Do not always fear the nav bar on narrow screens
You should display your whole navigation menu on narrow screens if possible. While hamburger toggle buttons and their ilk solve a problem neatly, the best navigation menu is visible by default.
When we design websites for small screens navigation can cause a problem. If we use a long, vertical list of navigation links we risk them taking up most or even all of the screen. If we go horizontal, the menu can extend beyond its right edge. For example, this is what The Telegraph’s screen looks like if you narrow your browser window:
There are lots of ways to tackle this problem. The most common is to toggle the navigation list by pressing a button – you’ve probably seen some variation of this hundreds of times:
I’m not interested here in the rights and wrongs of hamburger menus. But I think it is worth remembering two things about website navigation on narrow screens.
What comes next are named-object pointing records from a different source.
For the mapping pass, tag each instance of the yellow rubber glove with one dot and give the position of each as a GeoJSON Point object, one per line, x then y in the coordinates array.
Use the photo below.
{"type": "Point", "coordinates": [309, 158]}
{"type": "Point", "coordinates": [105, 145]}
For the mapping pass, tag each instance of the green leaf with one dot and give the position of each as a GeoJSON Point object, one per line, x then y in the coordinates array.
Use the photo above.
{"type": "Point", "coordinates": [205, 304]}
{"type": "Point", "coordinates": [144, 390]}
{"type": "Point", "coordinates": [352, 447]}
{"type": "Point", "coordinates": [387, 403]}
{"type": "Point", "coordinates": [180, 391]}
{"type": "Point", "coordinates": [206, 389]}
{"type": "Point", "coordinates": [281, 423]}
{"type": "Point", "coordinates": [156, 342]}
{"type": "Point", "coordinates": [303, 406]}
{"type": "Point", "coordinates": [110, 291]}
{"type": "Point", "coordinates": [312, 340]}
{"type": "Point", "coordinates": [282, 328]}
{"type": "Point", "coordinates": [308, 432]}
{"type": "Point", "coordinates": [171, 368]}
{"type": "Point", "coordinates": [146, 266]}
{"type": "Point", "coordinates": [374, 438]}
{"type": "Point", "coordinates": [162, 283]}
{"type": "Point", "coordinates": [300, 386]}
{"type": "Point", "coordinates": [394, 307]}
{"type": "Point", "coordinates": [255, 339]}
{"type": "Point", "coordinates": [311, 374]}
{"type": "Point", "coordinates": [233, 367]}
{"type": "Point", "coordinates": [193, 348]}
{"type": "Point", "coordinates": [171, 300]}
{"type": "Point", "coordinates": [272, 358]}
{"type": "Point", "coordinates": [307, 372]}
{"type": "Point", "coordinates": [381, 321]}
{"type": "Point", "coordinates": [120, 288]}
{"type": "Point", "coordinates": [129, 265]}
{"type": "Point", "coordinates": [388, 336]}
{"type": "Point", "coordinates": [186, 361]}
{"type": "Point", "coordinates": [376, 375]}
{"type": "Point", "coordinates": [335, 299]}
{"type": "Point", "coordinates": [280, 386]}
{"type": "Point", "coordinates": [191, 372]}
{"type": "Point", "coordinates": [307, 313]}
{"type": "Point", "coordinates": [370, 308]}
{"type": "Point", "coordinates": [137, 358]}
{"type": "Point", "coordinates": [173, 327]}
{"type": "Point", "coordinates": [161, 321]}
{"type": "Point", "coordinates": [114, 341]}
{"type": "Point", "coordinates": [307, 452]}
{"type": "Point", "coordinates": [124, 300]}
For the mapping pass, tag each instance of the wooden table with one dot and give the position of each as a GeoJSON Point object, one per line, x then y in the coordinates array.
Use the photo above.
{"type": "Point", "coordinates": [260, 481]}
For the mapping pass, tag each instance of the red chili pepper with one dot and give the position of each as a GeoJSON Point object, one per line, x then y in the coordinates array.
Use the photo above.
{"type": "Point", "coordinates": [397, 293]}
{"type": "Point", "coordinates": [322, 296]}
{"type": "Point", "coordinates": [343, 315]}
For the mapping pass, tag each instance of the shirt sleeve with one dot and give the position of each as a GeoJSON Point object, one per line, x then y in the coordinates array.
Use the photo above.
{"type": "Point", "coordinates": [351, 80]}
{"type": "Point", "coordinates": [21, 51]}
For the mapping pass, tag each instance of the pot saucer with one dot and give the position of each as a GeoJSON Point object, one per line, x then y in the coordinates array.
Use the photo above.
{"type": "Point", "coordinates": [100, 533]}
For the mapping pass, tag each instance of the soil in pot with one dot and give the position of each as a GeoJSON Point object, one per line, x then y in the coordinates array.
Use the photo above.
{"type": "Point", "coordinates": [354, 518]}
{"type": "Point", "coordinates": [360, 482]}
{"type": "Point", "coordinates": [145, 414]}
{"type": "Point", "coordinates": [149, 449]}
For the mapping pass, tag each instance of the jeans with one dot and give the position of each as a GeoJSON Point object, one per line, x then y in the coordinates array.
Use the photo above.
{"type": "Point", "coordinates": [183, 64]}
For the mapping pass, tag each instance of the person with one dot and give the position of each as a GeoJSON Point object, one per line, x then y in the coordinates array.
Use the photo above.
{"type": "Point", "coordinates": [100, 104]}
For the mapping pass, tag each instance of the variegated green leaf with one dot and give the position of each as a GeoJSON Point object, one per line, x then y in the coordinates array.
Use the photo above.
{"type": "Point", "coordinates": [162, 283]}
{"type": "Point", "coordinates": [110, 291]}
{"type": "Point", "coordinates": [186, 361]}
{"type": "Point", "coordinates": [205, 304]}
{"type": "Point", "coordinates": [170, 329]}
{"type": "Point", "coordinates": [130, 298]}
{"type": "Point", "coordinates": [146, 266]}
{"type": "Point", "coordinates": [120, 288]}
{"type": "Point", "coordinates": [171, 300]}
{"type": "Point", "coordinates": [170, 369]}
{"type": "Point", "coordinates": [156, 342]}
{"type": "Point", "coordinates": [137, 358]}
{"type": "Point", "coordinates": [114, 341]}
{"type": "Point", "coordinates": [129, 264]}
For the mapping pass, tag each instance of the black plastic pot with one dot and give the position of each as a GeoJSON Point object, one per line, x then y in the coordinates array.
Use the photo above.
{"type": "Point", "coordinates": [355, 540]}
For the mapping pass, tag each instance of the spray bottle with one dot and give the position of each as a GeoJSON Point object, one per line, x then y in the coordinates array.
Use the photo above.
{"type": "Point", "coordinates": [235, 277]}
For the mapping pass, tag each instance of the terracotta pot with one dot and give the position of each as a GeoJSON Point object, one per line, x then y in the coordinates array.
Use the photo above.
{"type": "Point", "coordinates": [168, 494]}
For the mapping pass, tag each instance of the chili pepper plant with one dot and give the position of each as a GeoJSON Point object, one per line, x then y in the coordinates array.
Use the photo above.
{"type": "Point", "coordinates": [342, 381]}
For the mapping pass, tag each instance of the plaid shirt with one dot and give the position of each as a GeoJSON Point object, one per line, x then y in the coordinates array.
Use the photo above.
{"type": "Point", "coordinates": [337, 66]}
Firstly, we’d rather not use hamburger icons at all. The simplest, most accessible navigation menu is… a list of links. I’ve spoken to several Suffolk Libraries website users who simply have no idea what pressing the icon does, or that it’s even some sort of toggle button. Although it’s inventive and reasonably whizzy, the hamburger and its ilk create a tension between competing user problems: the awkwardness of scrolling horizontally and the findability of the navigation menu.
Secondly, screen real estate is valuable on a mobile but visible navigation menus make a site more usable. Again, there’s a tension between making content difficult to reach by displaying a long navigation menu on a narrow screen and hiding it behind a button click.
I’d suggest we err a little too much toward hiding the navigation menu. If your navigation menu consists of 6 or more links then you probably need to use a hamburger or something, but there are ways to display shorter menus on a narrow screen.
At the time of writing, I’m not hiding my navigation menu behind a toggle button on narrow screens. Instead, I’m displaying all four links in rows of two:
On a widescreen you get a traditional horizontal menu:
Most blog navigation menus consist of a handful of links which could comfortably fit on a narrow screen. Yet you see a surprising number of hamburger menus in the blog world – perhaps bloggers could experiment with visible menus a little more.